If my trainable has a bug, it will consistently run all trials. result in all ERROR trials.
I would like to stop if max allowed ERROR trails exceeds.
There is a Tune.run(fail_fast) parameter, which stops experiment on first error, which is not what I want.
Could you please suggest how to do it?
Hey @metaphor, could you explain the use-case a little more? Would it be reasonable to try running your Tune job with a smaller number of samples first to verify that there are no bugs before proceeding with a full sweep?
it’s a production auto machine learning platform based on Ray. we won’t be able to know ‘bugs’ in advances since user inputs varies.

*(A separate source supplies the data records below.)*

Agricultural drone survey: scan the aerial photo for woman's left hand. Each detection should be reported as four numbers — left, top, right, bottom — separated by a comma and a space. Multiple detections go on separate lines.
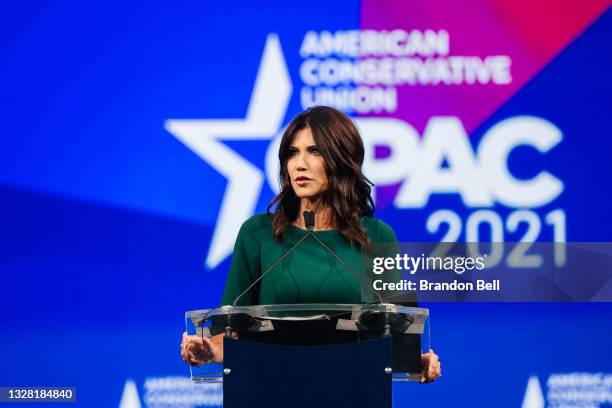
421, 349, 442, 383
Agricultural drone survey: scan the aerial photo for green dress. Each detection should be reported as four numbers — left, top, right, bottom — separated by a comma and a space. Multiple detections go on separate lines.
221, 214, 397, 305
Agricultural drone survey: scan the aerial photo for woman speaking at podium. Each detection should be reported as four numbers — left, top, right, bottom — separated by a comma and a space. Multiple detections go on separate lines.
181, 106, 440, 382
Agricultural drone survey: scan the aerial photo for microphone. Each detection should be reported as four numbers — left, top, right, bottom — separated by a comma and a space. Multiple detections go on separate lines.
304, 211, 314, 231
304, 211, 385, 305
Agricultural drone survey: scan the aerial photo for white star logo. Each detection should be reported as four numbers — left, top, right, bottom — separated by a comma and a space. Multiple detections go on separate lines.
164, 34, 292, 269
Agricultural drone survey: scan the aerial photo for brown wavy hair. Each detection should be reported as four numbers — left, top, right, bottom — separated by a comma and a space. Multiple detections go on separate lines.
267, 106, 374, 247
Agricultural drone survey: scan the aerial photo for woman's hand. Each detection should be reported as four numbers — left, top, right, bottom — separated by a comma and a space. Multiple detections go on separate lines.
421, 349, 442, 383
181, 332, 223, 367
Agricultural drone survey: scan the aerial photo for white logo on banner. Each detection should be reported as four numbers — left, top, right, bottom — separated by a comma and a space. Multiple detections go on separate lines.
119, 380, 141, 408
165, 34, 563, 269
521, 375, 544, 408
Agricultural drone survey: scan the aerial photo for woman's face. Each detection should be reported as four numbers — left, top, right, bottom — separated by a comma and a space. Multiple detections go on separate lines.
287, 128, 327, 199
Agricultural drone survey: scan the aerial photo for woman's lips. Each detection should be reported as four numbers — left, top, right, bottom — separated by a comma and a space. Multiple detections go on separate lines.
295, 177, 310, 187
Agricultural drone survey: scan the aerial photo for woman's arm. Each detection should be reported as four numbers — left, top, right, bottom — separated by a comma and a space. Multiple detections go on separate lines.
181, 332, 225, 367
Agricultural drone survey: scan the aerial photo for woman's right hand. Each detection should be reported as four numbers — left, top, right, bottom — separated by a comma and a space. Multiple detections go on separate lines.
181, 332, 223, 367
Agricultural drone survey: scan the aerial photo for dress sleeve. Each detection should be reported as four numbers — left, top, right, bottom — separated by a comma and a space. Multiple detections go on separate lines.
221, 216, 261, 306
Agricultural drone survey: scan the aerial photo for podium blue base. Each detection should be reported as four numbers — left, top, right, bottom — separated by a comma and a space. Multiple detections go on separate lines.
223, 337, 392, 408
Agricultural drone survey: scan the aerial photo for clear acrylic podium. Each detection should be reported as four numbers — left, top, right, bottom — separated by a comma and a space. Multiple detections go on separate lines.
185, 304, 429, 408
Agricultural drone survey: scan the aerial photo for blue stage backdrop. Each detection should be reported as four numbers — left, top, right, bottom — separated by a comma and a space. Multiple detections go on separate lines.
0, 0, 612, 408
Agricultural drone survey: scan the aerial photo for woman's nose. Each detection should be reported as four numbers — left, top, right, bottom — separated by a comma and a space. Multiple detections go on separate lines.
296, 154, 308, 170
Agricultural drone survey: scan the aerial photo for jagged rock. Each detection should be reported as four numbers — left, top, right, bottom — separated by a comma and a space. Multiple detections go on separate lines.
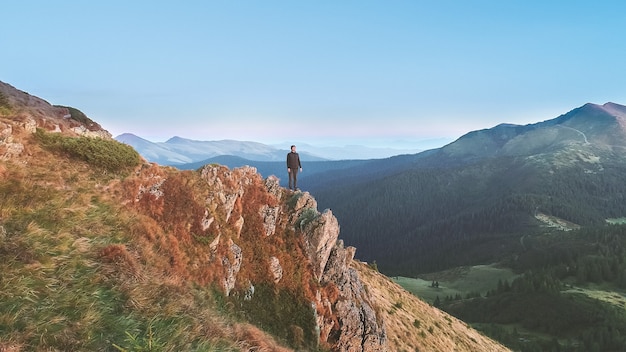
303, 210, 339, 281
270, 257, 283, 283
222, 240, 243, 296
321, 241, 387, 352
235, 216, 245, 238
292, 194, 387, 352
265, 175, 283, 199
71, 125, 113, 139
259, 204, 280, 236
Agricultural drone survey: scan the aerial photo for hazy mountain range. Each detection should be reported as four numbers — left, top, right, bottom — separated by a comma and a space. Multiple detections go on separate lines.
115, 133, 449, 165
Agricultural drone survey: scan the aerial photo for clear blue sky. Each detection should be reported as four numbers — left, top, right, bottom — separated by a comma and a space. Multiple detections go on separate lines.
0, 0, 626, 146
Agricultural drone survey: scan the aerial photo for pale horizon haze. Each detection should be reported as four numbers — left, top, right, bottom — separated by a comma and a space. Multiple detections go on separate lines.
0, 0, 626, 148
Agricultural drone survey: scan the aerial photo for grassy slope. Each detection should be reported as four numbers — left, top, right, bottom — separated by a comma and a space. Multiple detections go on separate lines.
0, 133, 287, 351
353, 261, 509, 352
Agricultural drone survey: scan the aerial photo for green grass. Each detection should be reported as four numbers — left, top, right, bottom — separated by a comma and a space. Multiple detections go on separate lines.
606, 218, 626, 225
0, 172, 238, 351
35, 129, 141, 173
392, 265, 516, 303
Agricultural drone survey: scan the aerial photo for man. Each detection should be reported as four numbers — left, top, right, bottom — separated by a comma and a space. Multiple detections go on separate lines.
287, 145, 302, 191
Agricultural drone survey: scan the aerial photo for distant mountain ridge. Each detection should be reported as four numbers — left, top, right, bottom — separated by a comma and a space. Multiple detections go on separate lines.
115, 133, 423, 166
307, 103, 626, 275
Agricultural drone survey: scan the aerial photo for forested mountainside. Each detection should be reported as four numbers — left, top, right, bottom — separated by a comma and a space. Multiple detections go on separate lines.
312, 103, 626, 351
0, 82, 508, 351
311, 104, 626, 275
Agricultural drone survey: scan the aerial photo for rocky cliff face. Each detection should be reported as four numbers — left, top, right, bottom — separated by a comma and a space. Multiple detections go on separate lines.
179, 165, 386, 351
0, 82, 505, 351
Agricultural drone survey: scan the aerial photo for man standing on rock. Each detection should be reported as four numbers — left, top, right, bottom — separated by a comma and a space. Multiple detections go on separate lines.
287, 145, 302, 191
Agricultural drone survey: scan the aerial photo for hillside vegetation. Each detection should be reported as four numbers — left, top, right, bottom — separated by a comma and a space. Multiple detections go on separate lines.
0, 82, 508, 351
314, 103, 626, 351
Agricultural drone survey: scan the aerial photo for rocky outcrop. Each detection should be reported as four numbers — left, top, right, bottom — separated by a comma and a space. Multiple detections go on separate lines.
294, 193, 387, 352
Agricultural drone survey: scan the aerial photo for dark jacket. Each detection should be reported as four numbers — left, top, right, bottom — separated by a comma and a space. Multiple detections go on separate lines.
287, 152, 302, 170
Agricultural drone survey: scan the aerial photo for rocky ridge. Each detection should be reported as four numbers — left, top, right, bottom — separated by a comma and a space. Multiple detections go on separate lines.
0, 82, 506, 351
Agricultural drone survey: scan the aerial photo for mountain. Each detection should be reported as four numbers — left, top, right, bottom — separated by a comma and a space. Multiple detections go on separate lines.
310, 103, 626, 275
309, 103, 626, 351
0, 82, 508, 351
115, 133, 428, 168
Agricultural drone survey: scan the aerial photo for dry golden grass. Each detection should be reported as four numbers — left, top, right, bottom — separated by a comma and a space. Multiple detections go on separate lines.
352, 260, 510, 352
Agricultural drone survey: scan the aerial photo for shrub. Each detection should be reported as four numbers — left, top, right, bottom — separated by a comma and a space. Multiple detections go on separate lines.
35, 129, 141, 173
55, 105, 94, 126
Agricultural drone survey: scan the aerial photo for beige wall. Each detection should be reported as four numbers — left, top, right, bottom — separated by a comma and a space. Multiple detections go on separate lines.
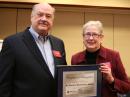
0, 0, 130, 8
0, 7, 130, 76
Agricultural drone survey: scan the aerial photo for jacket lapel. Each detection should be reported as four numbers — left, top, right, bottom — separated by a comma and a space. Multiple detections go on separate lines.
23, 30, 50, 75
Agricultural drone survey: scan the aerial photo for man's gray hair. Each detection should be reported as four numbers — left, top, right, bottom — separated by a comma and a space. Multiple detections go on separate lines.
31, 3, 55, 16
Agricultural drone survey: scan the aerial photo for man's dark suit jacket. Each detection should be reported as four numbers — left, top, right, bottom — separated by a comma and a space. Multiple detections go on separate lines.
71, 46, 130, 97
0, 29, 66, 97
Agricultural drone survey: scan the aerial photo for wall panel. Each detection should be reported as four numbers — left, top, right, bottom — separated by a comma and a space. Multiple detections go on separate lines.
17, 9, 31, 32
114, 14, 130, 76
0, 8, 17, 39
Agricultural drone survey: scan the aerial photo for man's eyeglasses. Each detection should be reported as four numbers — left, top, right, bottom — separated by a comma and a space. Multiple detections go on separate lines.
83, 32, 101, 38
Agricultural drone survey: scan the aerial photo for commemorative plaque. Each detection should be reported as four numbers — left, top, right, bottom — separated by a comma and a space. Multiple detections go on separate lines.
57, 64, 102, 97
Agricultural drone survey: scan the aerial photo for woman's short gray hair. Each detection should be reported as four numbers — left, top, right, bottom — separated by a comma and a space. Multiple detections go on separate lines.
83, 21, 103, 34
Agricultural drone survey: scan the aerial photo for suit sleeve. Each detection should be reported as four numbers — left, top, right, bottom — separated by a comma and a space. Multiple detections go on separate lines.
114, 53, 130, 93
0, 39, 15, 97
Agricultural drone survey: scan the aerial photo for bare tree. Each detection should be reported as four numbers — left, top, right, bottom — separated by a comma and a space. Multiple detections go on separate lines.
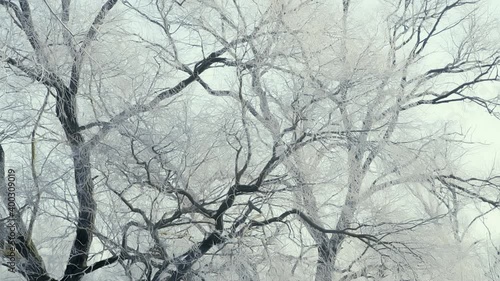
0, 0, 500, 281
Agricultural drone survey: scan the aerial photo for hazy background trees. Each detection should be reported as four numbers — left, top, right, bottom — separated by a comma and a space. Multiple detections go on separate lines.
0, 0, 500, 281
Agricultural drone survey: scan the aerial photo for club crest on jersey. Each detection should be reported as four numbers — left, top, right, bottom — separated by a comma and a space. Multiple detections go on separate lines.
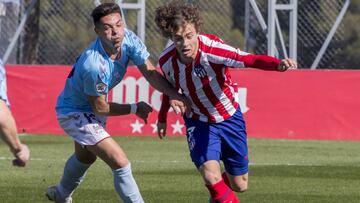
194, 64, 207, 78
96, 82, 107, 93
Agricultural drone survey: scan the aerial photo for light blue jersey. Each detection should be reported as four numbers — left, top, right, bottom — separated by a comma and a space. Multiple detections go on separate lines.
56, 29, 150, 114
0, 59, 9, 105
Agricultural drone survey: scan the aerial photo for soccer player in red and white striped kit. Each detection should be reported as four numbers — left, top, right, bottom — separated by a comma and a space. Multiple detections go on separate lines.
155, 1, 297, 203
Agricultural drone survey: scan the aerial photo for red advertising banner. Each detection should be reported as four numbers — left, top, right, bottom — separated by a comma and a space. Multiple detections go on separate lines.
6, 65, 360, 141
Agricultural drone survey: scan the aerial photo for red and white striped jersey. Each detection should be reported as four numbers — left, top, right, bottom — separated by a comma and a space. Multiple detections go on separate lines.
159, 35, 280, 123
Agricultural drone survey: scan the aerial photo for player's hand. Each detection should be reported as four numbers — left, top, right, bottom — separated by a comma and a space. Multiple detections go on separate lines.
136, 101, 152, 124
13, 144, 30, 167
170, 95, 191, 115
278, 58, 297, 72
156, 122, 166, 139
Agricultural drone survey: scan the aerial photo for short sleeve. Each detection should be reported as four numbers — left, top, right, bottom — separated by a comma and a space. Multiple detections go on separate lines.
83, 58, 109, 96
129, 31, 150, 66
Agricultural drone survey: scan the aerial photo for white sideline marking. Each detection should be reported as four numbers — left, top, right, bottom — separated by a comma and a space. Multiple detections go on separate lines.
0, 156, 326, 166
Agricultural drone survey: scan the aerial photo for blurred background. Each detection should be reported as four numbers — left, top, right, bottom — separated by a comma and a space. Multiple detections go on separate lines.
0, 0, 360, 69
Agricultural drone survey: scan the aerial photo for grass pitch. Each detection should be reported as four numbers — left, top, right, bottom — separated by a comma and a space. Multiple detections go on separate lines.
0, 135, 360, 203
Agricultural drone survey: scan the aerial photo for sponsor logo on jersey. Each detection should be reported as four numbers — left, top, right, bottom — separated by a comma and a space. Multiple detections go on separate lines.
96, 82, 107, 93
194, 64, 207, 78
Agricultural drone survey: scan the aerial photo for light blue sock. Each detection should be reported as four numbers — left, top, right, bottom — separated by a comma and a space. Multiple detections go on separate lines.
113, 163, 144, 203
57, 154, 91, 198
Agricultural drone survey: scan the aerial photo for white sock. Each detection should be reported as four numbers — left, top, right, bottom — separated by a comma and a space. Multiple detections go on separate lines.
57, 154, 91, 199
113, 163, 144, 203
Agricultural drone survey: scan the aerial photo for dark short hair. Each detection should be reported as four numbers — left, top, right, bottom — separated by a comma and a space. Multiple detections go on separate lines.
91, 3, 121, 25
155, 0, 202, 38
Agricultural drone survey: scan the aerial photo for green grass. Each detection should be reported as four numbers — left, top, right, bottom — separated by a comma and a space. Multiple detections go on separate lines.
0, 136, 360, 203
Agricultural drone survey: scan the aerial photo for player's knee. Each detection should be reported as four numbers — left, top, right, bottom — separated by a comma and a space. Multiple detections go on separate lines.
200, 165, 222, 185
76, 155, 97, 164
231, 181, 248, 192
203, 171, 221, 185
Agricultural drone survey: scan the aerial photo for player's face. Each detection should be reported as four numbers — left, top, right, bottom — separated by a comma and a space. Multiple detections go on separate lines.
95, 13, 125, 54
171, 23, 199, 63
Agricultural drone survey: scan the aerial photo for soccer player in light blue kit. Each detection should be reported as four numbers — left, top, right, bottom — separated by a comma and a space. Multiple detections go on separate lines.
46, 3, 187, 203
0, 60, 30, 166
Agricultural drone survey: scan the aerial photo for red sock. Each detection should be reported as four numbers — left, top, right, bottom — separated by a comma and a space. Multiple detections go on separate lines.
222, 172, 231, 188
206, 179, 240, 203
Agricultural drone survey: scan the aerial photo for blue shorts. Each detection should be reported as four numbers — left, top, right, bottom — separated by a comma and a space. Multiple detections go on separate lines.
185, 108, 249, 176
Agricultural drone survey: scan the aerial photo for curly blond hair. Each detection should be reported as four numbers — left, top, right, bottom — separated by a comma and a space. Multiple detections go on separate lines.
155, 0, 202, 38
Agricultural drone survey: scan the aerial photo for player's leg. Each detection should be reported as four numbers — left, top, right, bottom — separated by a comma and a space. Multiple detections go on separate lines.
219, 109, 249, 192
46, 142, 96, 202
0, 98, 30, 166
87, 137, 144, 203
46, 113, 102, 202
222, 172, 249, 192
185, 119, 238, 203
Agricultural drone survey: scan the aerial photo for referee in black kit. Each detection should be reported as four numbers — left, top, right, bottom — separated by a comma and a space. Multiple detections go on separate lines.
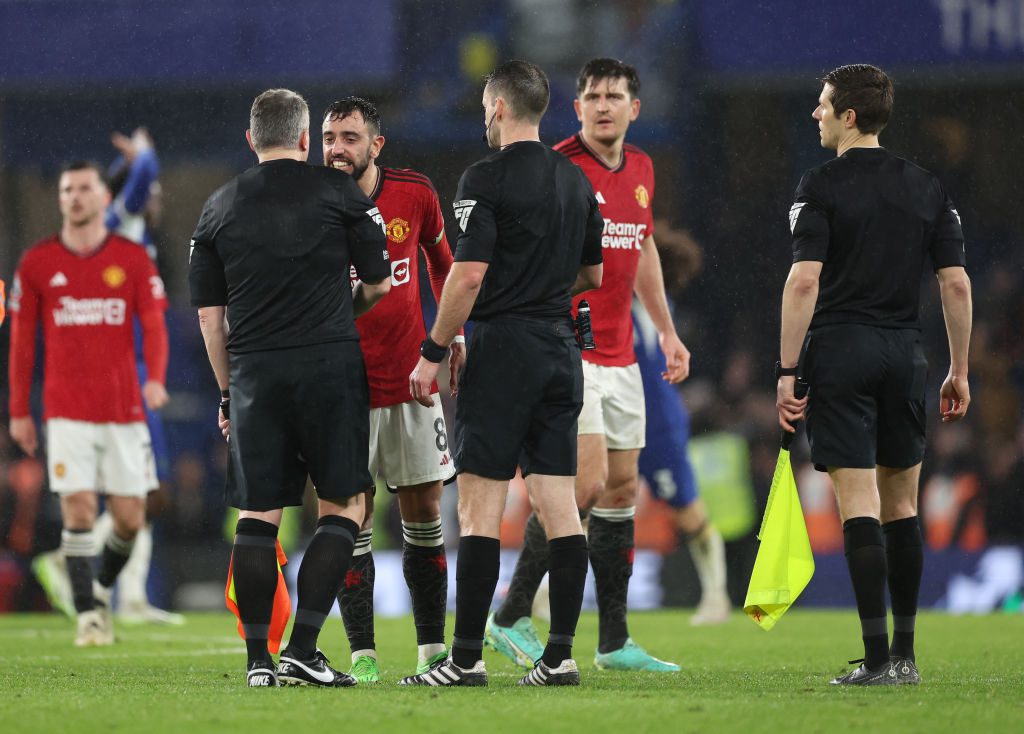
776, 63, 971, 686
401, 60, 604, 686
188, 89, 391, 687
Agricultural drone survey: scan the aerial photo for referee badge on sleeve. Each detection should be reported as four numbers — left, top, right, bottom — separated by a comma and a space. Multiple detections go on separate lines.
790, 202, 807, 234
452, 199, 476, 231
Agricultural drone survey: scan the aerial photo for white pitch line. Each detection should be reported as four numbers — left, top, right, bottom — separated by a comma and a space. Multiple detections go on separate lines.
0, 646, 246, 662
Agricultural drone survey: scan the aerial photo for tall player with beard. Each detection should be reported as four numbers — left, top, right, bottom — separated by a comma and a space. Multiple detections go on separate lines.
486, 58, 690, 672
323, 97, 466, 683
9, 163, 168, 647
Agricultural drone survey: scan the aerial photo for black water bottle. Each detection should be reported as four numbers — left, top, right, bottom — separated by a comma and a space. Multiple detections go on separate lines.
575, 301, 597, 349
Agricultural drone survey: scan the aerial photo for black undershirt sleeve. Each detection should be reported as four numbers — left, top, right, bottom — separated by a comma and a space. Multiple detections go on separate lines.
188, 200, 227, 308
790, 171, 829, 262
453, 166, 498, 263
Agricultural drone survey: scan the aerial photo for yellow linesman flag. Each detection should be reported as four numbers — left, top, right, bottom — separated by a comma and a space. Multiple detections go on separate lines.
743, 444, 814, 630
224, 541, 292, 653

It could run 1000+ trials in some cases. We just want a way to stop experiment in case of continuous ERROR trials. Don’t let the user to wait for too long.
Gotcha, that makes sense!
I took a look and saw that our current Stopper
API doesn’t quite have access to this information. I’ve created a Github issue to track this here: [Feature][Tune] Trial status based Stopper · Issue #21222 · ray-project/ray · GitHub
thanks. i will follow it.
Meanwhile, the workaround could be wrapping the Searcher(much like ConcurrencyLimiter), which has lifecycle callback on_trial_complete(error: bool = False) , count the Error, and stop suggesting by return Searcher.FINISHED if tolerance exceeds.